При виде его физиономии у меня в мозгу немедленно взвыла сирена: «Опасность! Опасность! Опасность!» — а собственный страх всегда вызывает во мне ярость.
— Нет, как раз у вас хотели спросить, — процедила я. Лева собирался захлопнуть дверь, но я успела сунуть в щель ногу (благо кроссовки у меня прочные, крепкие, дверью их не раздавишь). — Да, спасибо, мы с удовольствием зайдем.
Леша понял, что должен взять инициативу в свои руки, иначе его сейчас вовлекут в драку.
— Извините, — промямлил он через мою голову. — У нас очередное ЧП. В кустах перед отелем лежит истопник, очевидно, раненый. Вы не могли бы позвать Ларису, чтобы она его осмотрела? К сожалению, она среди нас единственный медик.
Лева уперся в него тяжелым взглядом и долго молчал. Я уже собиралась возобновить штурм, когда он наконец ответил.
— Лариса выпила снотворного. — Он взялся за пояс халата. — Я сам пойду с вами.
— Ах, как же мы сразу не догадались, что вы с женой коллеги, доктор Айболит! — фыркнула я.
— Варька, уймись, — пробормотал Леша у меня над ухом и добавил, обращаясь к Леве:
— Вы медик?
— Нет. Но в ранах разбираюсь лучше жены. — И он все-таки захлопнул дверь перед моим носом.
— Никогда не думала, что киллеры проходят курс неотложной помощи, — буркнула я, адресуясь к двери.
— Что ты на него взъелась? — тихо спросил Леша, отводя меня в сторонку. — Ну отталкивающая у человека внешность, но почему обязательно киллер?
— Потому, — ответила я коротко и ясно.
Леша вздохнул.
— Ищешь на свою голову неприятностей, как будто у нас их без того мало. Зачем наживать врагов, когда в этом нет необходимости?

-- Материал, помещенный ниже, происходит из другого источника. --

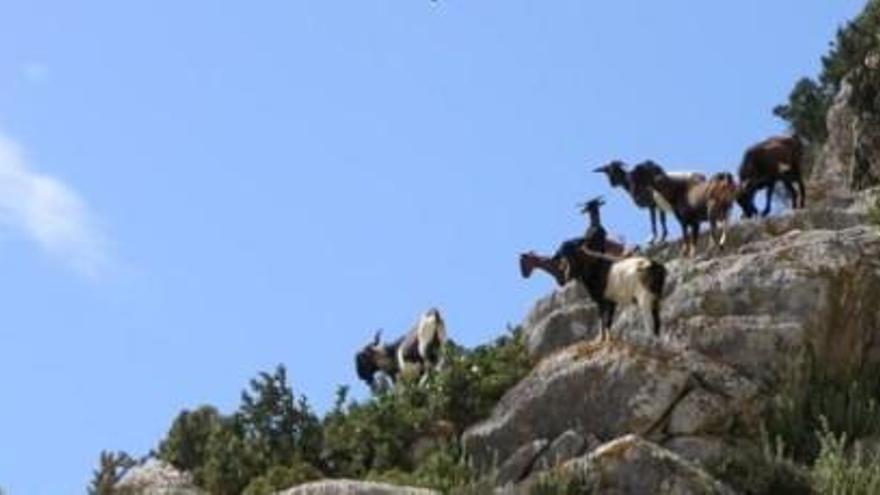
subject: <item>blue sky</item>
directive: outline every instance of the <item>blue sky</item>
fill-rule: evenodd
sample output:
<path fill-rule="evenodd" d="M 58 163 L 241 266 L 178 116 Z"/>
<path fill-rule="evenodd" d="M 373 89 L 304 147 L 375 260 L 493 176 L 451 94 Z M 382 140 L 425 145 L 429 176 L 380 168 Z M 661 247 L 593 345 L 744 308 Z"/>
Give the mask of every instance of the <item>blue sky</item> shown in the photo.
<path fill-rule="evenodd" d="M 587 170 L 735 169 L 863 3 L 5 5 L 0 486 L 82 493 L 277 363 L 363 396 L 353 352 L 432 305 L 492 338 L 577 201 L 646 237 Z"/>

— От скуки. Здесь уже несколько минут ничего не происходит. Так можно совсем плесенью покрыться. А не послушать ли нам пока, что творится в других номерах? Если убийца пятнадцать минут назад находился там, под окнами, вряд ли он уже сладко спит. Свет нигде не зажигали, значит, возится он в темноте. Мы можем что-нибудь услышать.